We’re trying to bring a very realistic aspect of joy for those two hours to those people. Let it out, let it go , leave it here tonight…
“I don’t particularly see it as a wondering time right now,” he admitted. “I think we cruelly every day get sold that it’s not really going to work out much anymore…We’re trying to bring a very realistic aspect of joy for those two hours to those people. Let it out, let it go , leave it here tonight… I want them to leave elated and the next morning I want them to wake up and pass that on.”
We had talked for almost 20 minutes. I realized it was probably time to let the man rest up before the show, but I attempted to push my luck with just a few more questions. After all, we had talked so much about the past, and the present of Broken Social Scene, I wanted to get a glimpse into its future.
“Would you say you’re just living in the moment right now, or do you have a clear idea of which direction you’re heading in?” I asked.
Drew refused to reveal specifically what his future plans were, only saying, “ I know what I want to do. I always know. I always plan ahead. But it’s good to live in the moment. I think if you live in the moment with a responsibility to the moment then you’re doing it right, but if you live tin the moment thinking there is no consequences then you’re a fool… So I tell people to live in their responsible moment. That’s the way you get by.”

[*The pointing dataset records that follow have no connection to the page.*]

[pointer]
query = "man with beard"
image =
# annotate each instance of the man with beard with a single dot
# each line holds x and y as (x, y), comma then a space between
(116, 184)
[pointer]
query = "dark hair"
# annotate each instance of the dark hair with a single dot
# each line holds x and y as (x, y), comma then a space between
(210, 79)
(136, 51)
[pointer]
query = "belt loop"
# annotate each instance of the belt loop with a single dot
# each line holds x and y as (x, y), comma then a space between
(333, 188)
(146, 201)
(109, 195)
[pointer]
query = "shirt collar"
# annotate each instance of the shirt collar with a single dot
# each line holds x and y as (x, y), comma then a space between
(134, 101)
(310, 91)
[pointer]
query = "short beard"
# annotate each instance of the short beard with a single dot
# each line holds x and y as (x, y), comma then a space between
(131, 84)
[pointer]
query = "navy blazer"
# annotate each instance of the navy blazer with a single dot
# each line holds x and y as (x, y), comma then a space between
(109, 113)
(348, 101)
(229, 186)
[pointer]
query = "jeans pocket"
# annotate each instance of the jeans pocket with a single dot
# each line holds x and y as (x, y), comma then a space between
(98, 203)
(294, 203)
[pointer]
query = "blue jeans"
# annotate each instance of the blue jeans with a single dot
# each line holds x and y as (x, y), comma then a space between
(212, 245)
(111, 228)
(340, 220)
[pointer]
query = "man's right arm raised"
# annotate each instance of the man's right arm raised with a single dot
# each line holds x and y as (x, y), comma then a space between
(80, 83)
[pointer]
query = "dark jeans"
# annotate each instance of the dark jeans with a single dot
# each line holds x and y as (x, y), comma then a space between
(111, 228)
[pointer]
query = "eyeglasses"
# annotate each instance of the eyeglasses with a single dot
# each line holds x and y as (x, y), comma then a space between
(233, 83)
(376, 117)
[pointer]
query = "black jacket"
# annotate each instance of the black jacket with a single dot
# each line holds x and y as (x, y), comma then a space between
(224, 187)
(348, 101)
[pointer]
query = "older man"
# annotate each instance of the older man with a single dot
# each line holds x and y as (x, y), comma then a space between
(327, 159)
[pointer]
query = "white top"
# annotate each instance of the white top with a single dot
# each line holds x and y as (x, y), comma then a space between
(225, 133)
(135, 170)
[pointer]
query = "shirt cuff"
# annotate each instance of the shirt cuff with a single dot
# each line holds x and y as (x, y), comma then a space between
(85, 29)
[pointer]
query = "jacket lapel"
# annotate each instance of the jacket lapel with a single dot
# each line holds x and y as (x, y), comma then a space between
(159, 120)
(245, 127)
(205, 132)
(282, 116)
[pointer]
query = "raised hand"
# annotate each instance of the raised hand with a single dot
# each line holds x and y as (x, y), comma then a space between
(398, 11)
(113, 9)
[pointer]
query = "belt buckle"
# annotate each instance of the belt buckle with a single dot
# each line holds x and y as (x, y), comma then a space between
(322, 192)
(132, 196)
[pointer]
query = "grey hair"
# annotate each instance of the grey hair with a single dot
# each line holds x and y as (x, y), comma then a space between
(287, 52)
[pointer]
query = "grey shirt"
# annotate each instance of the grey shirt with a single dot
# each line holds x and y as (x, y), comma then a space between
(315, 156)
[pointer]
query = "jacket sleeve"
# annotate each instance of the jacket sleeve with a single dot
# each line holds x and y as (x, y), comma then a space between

As I left the tour bus I wondering if Drew was going to be well enough to perform. A few hours later, the questions seemed absurd. On stage, he was a man in perfect health. Amidst the throngs of happy fans. I was convinced this was the greatest show they had ever performed. But maybe they just away play that well. Because it was just like he had described it to me “We overplay, we play for two hours, we never leave them wanting more and we leave them with everything we have.” And as the music reached its peak, Kevin Drew raised his glimmering get well spoon into the air.